Logo após ouvir as duas adolescentes, que hoje estão com 15 anos, o relator Demóstenes Torres assinalou que, entre os objetivos da CPI, está o de tornar crime, assim como são o aliciamento e o agenciamento de menores para prostituição, também a prática sexual com crianças e adolescentes.

"É um completo desvirtuamento; as pessoas que tinham por obrigação dar proteção a elas, acabaram por prostituí-las", indignou-se o parlamentar.
Ainda nesta terça-feira, 13, a comissão pretende colher, na sala 13 da Ala Alexandre Costa, do Senado, o depoimento do prefeito e, em seguida, deverá convocar os vereadores denunciados, inclusive os que já foram condenados pela Justiça.
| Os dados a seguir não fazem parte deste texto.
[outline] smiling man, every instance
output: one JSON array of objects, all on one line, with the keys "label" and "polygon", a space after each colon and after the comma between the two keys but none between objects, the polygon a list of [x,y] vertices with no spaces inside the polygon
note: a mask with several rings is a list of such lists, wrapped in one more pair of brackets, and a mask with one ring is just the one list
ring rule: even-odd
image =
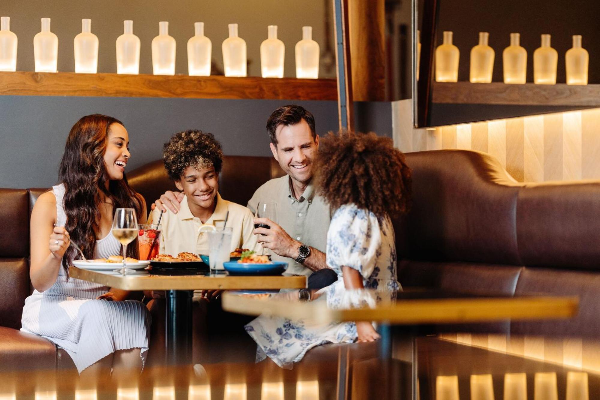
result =
[{"label": "smiling man", "polygon": [[[325,264],[329,209],[311,183],[319,148],[314,117],[301,106],[283,106],[269,117],[266,130],[273,157],[287,175],[263,184],[248,201],[253,214],[259,202],[277,204],[277,220],[254,219],[255,224],[271,228],[257,228],[254,232],[259,243],[271,249],[273,260],[288,262],[286,274],[309,276],[309,288],[324,288],[335,282],[337,275]],[[167,192],[152,207],[176,213],[182,198],[182,193]]]},{"label": "smiling man", "polygon": [[[311,182],[313,161],[319,148],[314,117],[300,106],[284,106],[269,117],[266,130],[273,157],[287,175],[263,184],[248,202],[253,213],[259,202],[277,203],[278,220],[256,219],[255,223],[265,223],[271,229],[258,228],[254,233],[262,235],[258,241],[274,253],[273,259],[289,264],[287,273],[310,275],[326,268],[324,250],[331,216]],[[312,276],[310,285],[319,288],[332,283],[335,273],[328,273],[333,271],[328,268],[326,276],[322,272],[318,278]]]}]

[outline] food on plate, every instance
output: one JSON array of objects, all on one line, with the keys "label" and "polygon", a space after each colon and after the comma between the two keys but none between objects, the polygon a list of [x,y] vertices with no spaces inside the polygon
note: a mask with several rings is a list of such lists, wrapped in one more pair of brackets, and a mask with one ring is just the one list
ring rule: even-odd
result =
[{"label": "food on plate", "polygon": [[242,253],[244,252],[250,251],[249,249],[236,249],[231,253],[229,253],[230,257],[241,257]]},{"label": "food on plate", "polygon": [[199,261],[200,259],[196,254],[183,252],[178,254],[176,257],[173,257],[170,254],[159,254],[155,257],[153,257],[152,261],[160,262],[185,262],[186,261]]},{"label": "food on plate", "polygon": [[180,259],[182,261],[200,261],[200,257],[199,257],[196,254],[193,254],[192,253],[187,253],[185,252],[179,253],[177,255],[177,259]]},{"label": "food on plate", "polygon": [[[110,256],[107,259],[107,258],[96,258],[95,259],[89,260],[91,262],[112,262],[114,264],[123,262],[123,256]],[[131,257],[127,257],[125,259],[125,262],[126,264],[133,264],[134,262],[139,262],[139,261],[135,258],[132,258]]]},{"label": "food on plate", "polygon": [[250,264],[273,264],[269,260],[269,256],[259,255],[255,252],[245,251],[242,253],[241,258],[238,260],[238,262]]}]

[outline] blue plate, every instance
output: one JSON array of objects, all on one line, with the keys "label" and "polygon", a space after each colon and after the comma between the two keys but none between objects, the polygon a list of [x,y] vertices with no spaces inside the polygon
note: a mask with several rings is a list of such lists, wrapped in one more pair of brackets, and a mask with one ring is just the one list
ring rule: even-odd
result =
[{"label": "blue plate", "polygon": [[272,261],[271,264],[227,261],[223,262],[223,267],[230,275],[281,275],[287,269],[287,263],[284,261]]}]

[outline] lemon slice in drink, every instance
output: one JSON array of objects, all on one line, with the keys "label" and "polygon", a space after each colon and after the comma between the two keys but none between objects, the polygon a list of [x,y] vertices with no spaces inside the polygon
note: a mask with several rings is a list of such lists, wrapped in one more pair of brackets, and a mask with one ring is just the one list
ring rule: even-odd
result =
[{"label": "lemon slice in drink", "polygon": [[216,231],[216,230],[217,230],[217,228],[215,228],[214,225],[209,225],[209,224],[205,224],[205,225],[203,225],[202,226],[200,226],[200,229],[198,229],[198,231],[200,233],[200,234],[202,234],[204,233],[205,232],[209,232],[209,231]]}]

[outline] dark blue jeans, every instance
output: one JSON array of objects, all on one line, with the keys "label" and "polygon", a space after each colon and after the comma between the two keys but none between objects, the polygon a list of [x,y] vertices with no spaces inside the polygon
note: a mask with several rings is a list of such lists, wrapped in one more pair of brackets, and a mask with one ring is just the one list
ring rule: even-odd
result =
[{"label": "dark blue jeans", "polygon": [[330,268],[324,268],[308,276],[309,289],[322,289],[337,280],[337,274]]}]

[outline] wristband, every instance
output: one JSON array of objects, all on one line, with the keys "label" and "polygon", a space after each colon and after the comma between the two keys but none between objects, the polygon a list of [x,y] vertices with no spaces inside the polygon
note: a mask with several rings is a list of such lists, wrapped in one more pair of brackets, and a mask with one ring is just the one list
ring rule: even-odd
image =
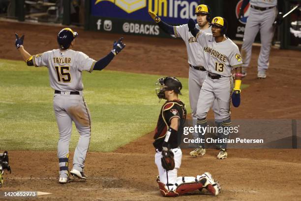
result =
[{"label": "wristband", "polygon": [[238,90],[241,91],[241,80],[235,80],[235,85],[234,90]]},{"label": "wristband", "polygon": [[242,77],[242,73],[235,73],[235,76],[237,76],[238,77]]}]

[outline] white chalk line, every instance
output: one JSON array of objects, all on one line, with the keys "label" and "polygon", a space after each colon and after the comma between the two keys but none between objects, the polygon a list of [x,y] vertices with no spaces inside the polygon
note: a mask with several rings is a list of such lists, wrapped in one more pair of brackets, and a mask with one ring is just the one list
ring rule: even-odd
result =
[{"label": "white chalk line", "polygon": [[[58,179],[58,177],[11,177],[9,178],[11,179],[20,179],[20,180],[56,180]],[[89,179],[109,179],[109,178],[106,177],[90,177]],[[120,189],[120,188],[118,188]],[[85,191],[89,191],[90,190],[95,190],[94,188],[82,188],[81,190]],[[229,191],[231,192],[235,193],[259,193],[258,191],[254,190],[247,190],[244,189],[222,189],[222,191]]]}]

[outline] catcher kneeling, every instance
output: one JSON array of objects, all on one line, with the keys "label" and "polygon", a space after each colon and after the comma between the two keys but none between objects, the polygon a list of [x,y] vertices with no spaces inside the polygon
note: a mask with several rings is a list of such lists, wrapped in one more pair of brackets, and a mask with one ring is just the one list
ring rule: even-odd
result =
[{"label": "catcher kneeling", "polygon": [[159,171],[157,182],[160,191],[164,197],[177,197],[205,188],[217,196],[220,186],[208,172],[196,177],[177,176],[182,158],[179,146],[186,114],[185,104],[178,98],[181,89],[182,84],[175,77],[161,78],[156,83],[158,98],[167,100],[161,109],[153,143],[156,149],[155,163]]}]

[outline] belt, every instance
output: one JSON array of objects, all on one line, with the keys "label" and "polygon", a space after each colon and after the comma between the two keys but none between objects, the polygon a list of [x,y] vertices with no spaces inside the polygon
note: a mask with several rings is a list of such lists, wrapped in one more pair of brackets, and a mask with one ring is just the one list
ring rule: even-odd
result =
[{"label": "belt", "polygon": [[210,73],[208,73],[208,76],[212,79],[217,79],[221,77],[221,75],[217,74],[211,74]]},{"label": "belt", "polygon": [[256,9],[256,10],[260,10],[261,11],[263,11],[264,10],[269,10],[269,9],[272,8],[274,7],[275,7],[275,6],[263,7],[256,6],[256,5],[251,5],[251,8],[254,8],[255,9]]},{"label": "belt", "polygon": [[195,67],[194,66],[192,66],[189,64],[189,67],[191,67],[195,69],[196,70],[201,70],[201,71],[206,71],[206,69],[204,67]]},{"label": "belt", "polygon": [[[59,91],[59,90],[55,91],[55,94],[61,94],[62,92],[63,93],[63,92],[61,92],[60,91]],[[80,93],[79,93],[79,92],[70,92],[70,95],[79,95]]]}]

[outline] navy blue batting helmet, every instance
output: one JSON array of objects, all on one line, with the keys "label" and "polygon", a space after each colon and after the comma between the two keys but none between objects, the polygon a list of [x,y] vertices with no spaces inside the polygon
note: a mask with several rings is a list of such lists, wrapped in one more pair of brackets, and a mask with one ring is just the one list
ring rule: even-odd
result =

O caso veio a público em 2007, quando alguns políticos locais foram condenados pelo Ministério Público local. Já o Ministério Público de Goiás, conforme salientou Demóstenes, teve entendimento diverso, o que livrou o prefeito da condenação.

Neste momento, há uma ação civil pública em curso no Ministério Público do Estado de Goiás contra o prefeito Ronan Batista por improbidade administrativa.

Clifford

Também está prevista, para esta terça-feira, 13, uma audiência da comissão com o embaixador dos Estados Unidos no Brasil, Clifford Sobel, na sede da embaixada, para solicitar auxílio na elucidação do "caso Clifford". O caso aconteceu no Rio de Janeiro no começo de abril deste ano, quando a operaçao "Castelo de Areia, da Polícia Civil, em conjunto com o Ministério Público do RJ, prendeu dois homens acusados de agenciar um menino de 12 anos de idade, para manter encontro sexual com o funcionário do Serviço de Imigração e Naturalização dos Estados Unidos Michael Joseph Clifford, hospedado em um hotel na orla de Copacabana. Clifford saiu do país sem ser alcançado pelos agentes da operação.